Systemic financial risk

by on November 14, 2010 at 12:41 pm in Current Affairs, Economics | Permalink

One of the largest of Haiti’s microcredit groups, Finca Haiti, wrote off almost a third of its portfolio after many clients died in the earthquake or lost their homes and businesses. A staggering 53 percent of its borrowers were late on their payments.

Here is much more, about the difficulties of running a micro-credit system in an economy with a negative real rate of return.

Elsewhere, Ireland expands aid to Haiti.  The cholera epidemic is getting much worse rapidly.

1 Bill November 14, 2010 at 9:32 am

This isn't a what is called a systemic financial risk.

Rather, this is a correlated risk. If an area is hit by a storm, other policyholders in the area will experience a loss–their losses are correlated to the event.

Systemic would be if the loss of one person caused a loss to others.

What someone should have done is bought disaster insurance or weather insurance to hedge this risk.

2 mulp November 14, 2010 at 8:37 pm

Isn't Haiti proof that less/smaller government does not boost economic growth or increase employment opportunity or any of the other things smaller government is supposed to virtuously accomplish?

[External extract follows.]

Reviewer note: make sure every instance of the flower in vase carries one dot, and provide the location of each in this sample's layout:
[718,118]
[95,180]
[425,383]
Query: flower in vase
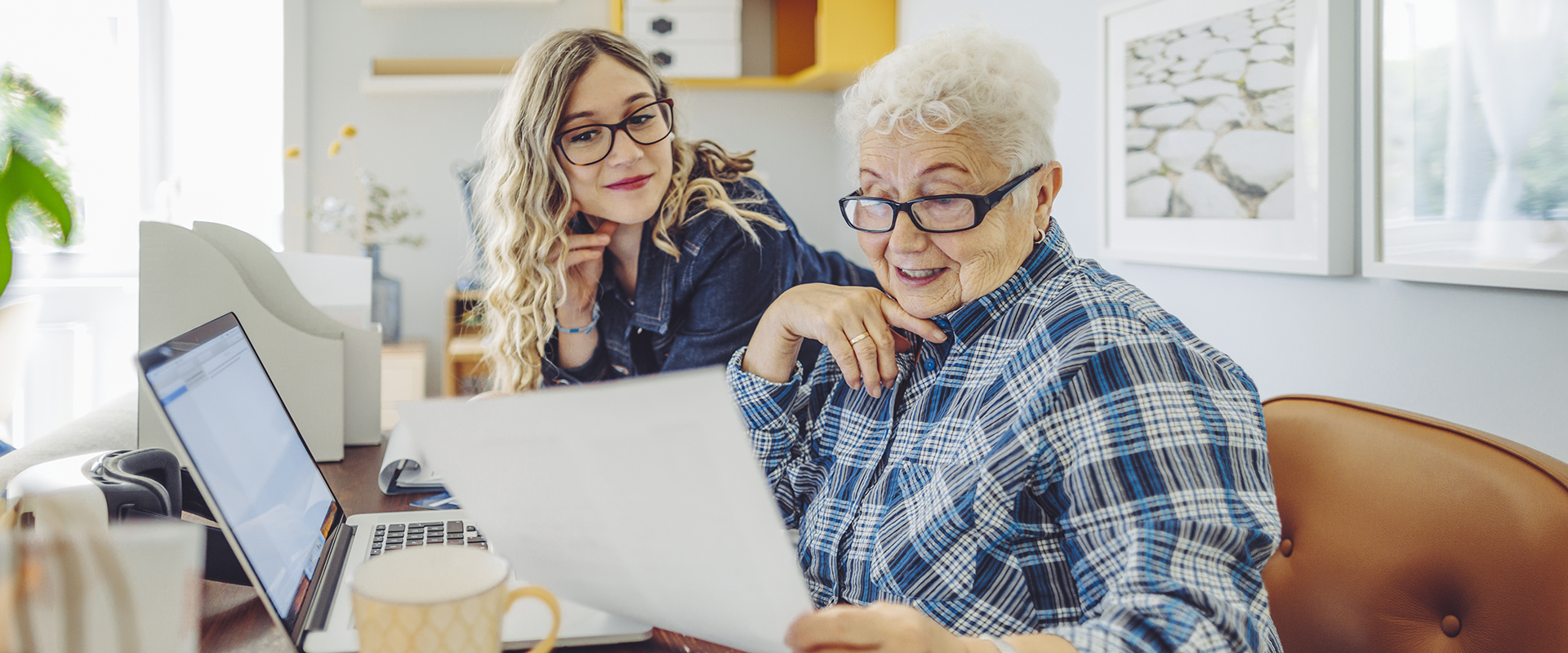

Haitians outside of Haiti, say in big government US or big government Europe seem to prosper, so it is hard to argue the lack of prosperity in Haiti is caused by the Haitian people.

3 Robert Speirs November 15, 2010 at 7:29 am

How many billions have been spent in "Haitian aid"? Why with all that money can they not even have clean water, which would clear up the cholera? I think we all know the answer. Most of the "aid" goes to running the NGOs, meaning paying huge salaries to liberals, and the rest goes to maintaining the generals' mansions in Miami.